Forum Moderators: phranque
The page with URL "http://www.example.com/" can also be accessed by using URL "http://www.example.com/index.htm".
Search engines identify unique pages by using URLs. When a single page can be accessed by using any one of multiple URLs, a search engine assumes that there are multiple unique pages. Use a single URL to reference a page to prevent dilution of page relevance. You can prevent dilution by following a standard URL format.
I have tried to address this by adding this to the .htaccess:
RewriteCond %{THE_REQUEST} ^[A-Z]{3,9}\ /.*index\.html\ HTTP/
RewriteRule ^(.*)index\.html$ http://www.example.com/$1 [R=301,L]
Yet Bing is still saying I have that canonical issue with index.html
Here is what my entire htaccess looks like:
RewriteEngine On
RewriteCond %{HTTP_HOST} ^example.com
RewriteRule (.*) http://www.example.com/$1 [R=301,L]
RewriteCond %{THE_REQUEST} ^[A-Z]{3,9}\ /.*index\.html\ HTTP/
RewriteRule ^(.*)index\.html$ http://www.example.com/$1 [R=301,L]
thanks for any tips!
The index redirect, being more specific, must be listed before non-www to www canonical redirect. That will fix the issue.
Your index redirect can be coded a bit more efficiently. The .* part should be replaced with a better pattern. Luckily the code has been posted hundreds of times in this forum.
Is the report a 'live' report? I wouldn't think so. I would allow at least a week or more for the status to update.
Thank you for your response. What you would suggest for a better pattern over the "*"? I have reversed the code:
RewriteEngine On
RewriteCond %{THE_REQUEST} ^[A-Z]{3,9}\ /.*index\.htm\ HTTP/
RewriteRule ^(.*)index\.htm$ http://www.example.com/$1 [R=301,L]
RewriteCond %{HTTP_HOST} ^example.com
RewriteRule (.*) http://www.example.com/$1 [R=301,L]

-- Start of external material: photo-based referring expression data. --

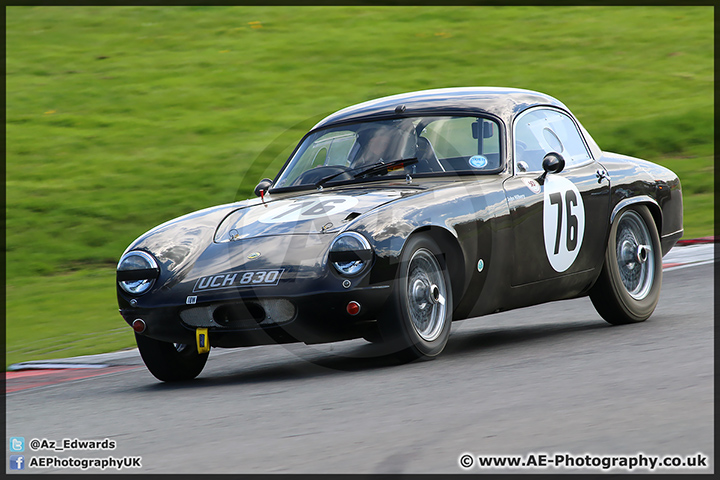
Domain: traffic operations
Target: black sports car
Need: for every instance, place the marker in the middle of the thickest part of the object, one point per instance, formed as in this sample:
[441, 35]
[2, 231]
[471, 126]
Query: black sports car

Also, this Bing SEO scan is some new program that you install to your computer,and then it does a real time scan of your site looking for "SEO" errors. I found out about this app here at webmasterworld the other day.
I am assuming that since I can make changes and then rescan my site live, any changes should show up with the next batch of results.

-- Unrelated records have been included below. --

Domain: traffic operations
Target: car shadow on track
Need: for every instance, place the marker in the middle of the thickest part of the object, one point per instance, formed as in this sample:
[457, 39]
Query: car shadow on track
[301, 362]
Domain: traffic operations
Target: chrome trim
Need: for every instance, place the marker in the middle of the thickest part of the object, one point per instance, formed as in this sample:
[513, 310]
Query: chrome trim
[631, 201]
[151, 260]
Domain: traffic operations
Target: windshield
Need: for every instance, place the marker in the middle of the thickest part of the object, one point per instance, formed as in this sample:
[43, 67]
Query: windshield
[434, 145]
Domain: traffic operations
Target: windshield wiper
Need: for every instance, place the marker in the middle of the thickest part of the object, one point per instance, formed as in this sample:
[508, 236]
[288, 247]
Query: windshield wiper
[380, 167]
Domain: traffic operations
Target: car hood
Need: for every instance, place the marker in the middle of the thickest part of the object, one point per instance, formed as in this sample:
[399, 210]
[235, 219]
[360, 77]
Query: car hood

[edited by: Boulder90 at 1:41 am (utc) on Jan. 28, 2010]
RewriteEngine On
#
RewriteCond %{THE_REQUEST} ^[A-Z]+\ /([^/]+/)*index\.htm\ HTTP/ [NC]
RewriteRule ^(([^/]+/)*)index\.htm$ http://www.example.com/$1 [NC,R=301,L]
#
RewriteCond %{HTTP_HOST} example\.com [NC]
RewriteCond %{HTTP_HOST} !=www.example.com
RewriteRule ^(.*)$ http://www.example.com/$1 [R=301,L]
#
RewriteCond %{HTTP_HOST} !^(www\.example\.com¦192\.168\.0\.2)?$
RewriteRule ^ - [F]
If you do have a dedicated IP address, then put it into the third rule's RewriteCond with the literal periods escaped as shown above. Replace the broken pipe "¦" character with a solid pipe character before use; Posting on this forum modifies the pipe characters.
I'm not sure why (specifically) you said "Wow" but that ".htm error-report versus .html pattern" issue is a good example of something we repeat fairly often around here: mod_rewrite is utterly unforgiving, and one little typo can cause a rule not to work or effectively knock your server offline -- or worse, it can slowly and quietly eat away at your search rankings due to some unexpected and hard-to-detect side-effect. So intense concentration and attention to detail is critical.
Jim
The code will redirect to canonicalize any non-canonical request which *does* include the correct 'base' domain, and reject all other requests unless the request is by IP address or the HTTP Host request header is blank (as it will be for true HTTP/1.0 requests). Since named-based virtual hosts cannot be accessed by true HTTP/1.0 clients (because they require the Hosts header to work) or by IP address (because it is shared among many sites), these provisions aren't needed if you don't have a dedicated IP. (Read this carefully, it's a rather complex statement).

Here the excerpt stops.